As part of the fitting process, I always have patients test out new lenses for 1 or 2 weeks, so they can see how the lenses feel in their regular activities. I want them to assess how comfortable they feel over the course of the day. We can try another option or adjust the prescription if needed. It’s well worth it to know that my patients will be comfortable before they buy boxes of lenses.
A Satisfied Practice
When I take proactive steps to ask patients about comfort and explain that I don’t want them to be bothered by their contacts, I think it shows them that I care. They seem to trust me with their other eye problems, and they are more likely to recommend me to their friends and family and write positive reviews online that boost my practice’s reputation. Word of mouth is still the way that we tend to get new patients, so a positive patient experience really does drive practice growth.

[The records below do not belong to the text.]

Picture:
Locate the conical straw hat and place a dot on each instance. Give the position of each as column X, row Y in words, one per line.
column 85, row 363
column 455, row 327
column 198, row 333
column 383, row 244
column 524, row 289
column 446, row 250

Retaining contact lens wearers is so important because they come in for exams more often. They need to replenish their supply of lenses, so they come in for a visit, whereas eyeglass wearers tend to wait longer. A happy contact lens patient brings in more revenue long-term than a happy “just eyeglasses” patient, so in terms of practice growth, it’s important to retain those patients. Comfortable contact lenses go a long way in achieving that goal.
Pucker AD, Tichenor AA. A Review of Contact Lens Dropout. Clin Optom (Auckl). 2020;12:85–94.
Sathi Maiti, OD, is an ocular surface disease fellow at the Periman Eye Institute and a primary care optometrist in Seattle.